Abstract
The overall aim of this thesis was to determine the changes in gene regulation taking place in immune cells during the course of Multiple Sclerosis. Over 200 MS-associated SNPs have been identified from GWAS studies. These regions were found to be primarily in the non-coding regions of the genome and point to the vast immune system as the leading cause of MS. Inferring their function therefore has been a challenge. In addition, a complex interaction of genetics and environment has been proposed. This leads to the unresolved question associated with specific changes in the immune system that can lead to disease.

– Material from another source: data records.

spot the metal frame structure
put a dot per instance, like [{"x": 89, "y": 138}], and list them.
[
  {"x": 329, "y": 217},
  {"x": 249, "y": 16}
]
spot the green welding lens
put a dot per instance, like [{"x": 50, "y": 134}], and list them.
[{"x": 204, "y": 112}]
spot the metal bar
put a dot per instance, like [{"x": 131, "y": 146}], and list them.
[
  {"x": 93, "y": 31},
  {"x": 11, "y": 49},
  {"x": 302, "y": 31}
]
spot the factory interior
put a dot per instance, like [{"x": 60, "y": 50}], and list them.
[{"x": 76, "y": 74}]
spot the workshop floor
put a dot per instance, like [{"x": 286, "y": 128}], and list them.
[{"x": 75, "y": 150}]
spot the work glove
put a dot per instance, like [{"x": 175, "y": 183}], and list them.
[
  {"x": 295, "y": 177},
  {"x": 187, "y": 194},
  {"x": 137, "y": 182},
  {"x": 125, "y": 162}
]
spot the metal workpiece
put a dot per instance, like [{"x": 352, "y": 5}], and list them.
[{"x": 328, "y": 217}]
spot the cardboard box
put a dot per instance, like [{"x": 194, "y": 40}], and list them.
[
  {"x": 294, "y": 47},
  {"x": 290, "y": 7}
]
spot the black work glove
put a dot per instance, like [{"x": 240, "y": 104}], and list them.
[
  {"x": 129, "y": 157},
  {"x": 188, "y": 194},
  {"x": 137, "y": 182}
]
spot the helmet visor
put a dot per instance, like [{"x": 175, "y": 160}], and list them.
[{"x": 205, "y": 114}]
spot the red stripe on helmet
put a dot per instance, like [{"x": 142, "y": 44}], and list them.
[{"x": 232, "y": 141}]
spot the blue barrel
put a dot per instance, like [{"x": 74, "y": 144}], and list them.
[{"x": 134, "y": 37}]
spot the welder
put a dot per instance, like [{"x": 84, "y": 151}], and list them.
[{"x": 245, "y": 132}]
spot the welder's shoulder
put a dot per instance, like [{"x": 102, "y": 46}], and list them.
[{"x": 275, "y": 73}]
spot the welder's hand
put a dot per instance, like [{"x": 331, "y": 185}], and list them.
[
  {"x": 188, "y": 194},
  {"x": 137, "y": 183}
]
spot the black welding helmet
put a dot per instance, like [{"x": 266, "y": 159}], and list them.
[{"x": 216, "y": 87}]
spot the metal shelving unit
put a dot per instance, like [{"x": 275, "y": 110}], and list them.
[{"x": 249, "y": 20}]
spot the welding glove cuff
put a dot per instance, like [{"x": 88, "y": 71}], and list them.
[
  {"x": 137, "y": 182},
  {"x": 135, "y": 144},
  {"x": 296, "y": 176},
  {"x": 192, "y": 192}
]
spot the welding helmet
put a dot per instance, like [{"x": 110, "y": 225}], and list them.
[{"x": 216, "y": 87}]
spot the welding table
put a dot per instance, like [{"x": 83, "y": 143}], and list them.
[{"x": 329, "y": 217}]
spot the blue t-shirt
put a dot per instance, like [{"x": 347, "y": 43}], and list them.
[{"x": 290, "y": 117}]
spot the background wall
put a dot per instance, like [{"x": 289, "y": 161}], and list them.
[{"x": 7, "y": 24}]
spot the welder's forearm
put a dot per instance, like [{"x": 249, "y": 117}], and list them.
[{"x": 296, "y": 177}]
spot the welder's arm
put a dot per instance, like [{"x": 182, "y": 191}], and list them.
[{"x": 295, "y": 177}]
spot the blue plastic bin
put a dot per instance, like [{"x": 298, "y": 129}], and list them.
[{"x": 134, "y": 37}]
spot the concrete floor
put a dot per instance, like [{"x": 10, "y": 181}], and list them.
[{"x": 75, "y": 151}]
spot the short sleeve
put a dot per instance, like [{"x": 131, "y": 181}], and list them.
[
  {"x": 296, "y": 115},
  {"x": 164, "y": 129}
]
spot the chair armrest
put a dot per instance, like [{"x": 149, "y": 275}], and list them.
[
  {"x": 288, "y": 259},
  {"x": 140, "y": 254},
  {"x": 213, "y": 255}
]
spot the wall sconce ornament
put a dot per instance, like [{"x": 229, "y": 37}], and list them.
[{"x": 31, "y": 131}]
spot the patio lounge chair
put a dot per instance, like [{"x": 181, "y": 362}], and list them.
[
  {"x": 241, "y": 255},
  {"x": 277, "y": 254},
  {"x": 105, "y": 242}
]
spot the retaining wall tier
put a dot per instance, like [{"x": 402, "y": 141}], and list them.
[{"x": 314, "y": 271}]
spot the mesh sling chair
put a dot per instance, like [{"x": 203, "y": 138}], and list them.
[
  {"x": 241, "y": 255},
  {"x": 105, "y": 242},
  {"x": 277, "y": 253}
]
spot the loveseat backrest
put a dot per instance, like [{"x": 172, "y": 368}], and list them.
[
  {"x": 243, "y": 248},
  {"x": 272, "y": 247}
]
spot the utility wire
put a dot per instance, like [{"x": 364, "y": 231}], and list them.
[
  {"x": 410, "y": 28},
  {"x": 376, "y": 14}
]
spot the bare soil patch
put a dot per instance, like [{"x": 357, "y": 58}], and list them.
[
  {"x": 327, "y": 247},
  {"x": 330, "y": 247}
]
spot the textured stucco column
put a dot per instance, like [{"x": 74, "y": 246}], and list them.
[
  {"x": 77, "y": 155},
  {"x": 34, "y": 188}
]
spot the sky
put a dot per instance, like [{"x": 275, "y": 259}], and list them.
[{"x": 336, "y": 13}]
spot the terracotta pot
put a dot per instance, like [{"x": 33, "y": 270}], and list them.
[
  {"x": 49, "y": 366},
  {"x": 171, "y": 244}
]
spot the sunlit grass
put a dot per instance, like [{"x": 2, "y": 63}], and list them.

In order to resolve the role of the immune system in MS, we applied an array of high-throughput genomic and transcriptomic profiling techniques to identify specific changes in specific immune cells. MS being a complex immune mediated neurological disease, makes inference of regulation dependent changes in gene expression a challenge. By integrating different layers of evidence we are able to propose multiple interactions taking place within and across immune cells. We also find evidence that confirms previous findings in MS related to the increased activity of T and B cells. In addition, we identify multiple new genes, chromatin regions and DNA-methylated regions with differential activity primarily in T and B cells.
Collectively the results from these studies highlight the multiple factors leading to the dysregulation of the immune system in MS and the specific cells associated with pathogenesis. These studies also provide a resource for hypothesis building, validation of other studies and application of newer integration methodologies in a complex immune disease such as MS.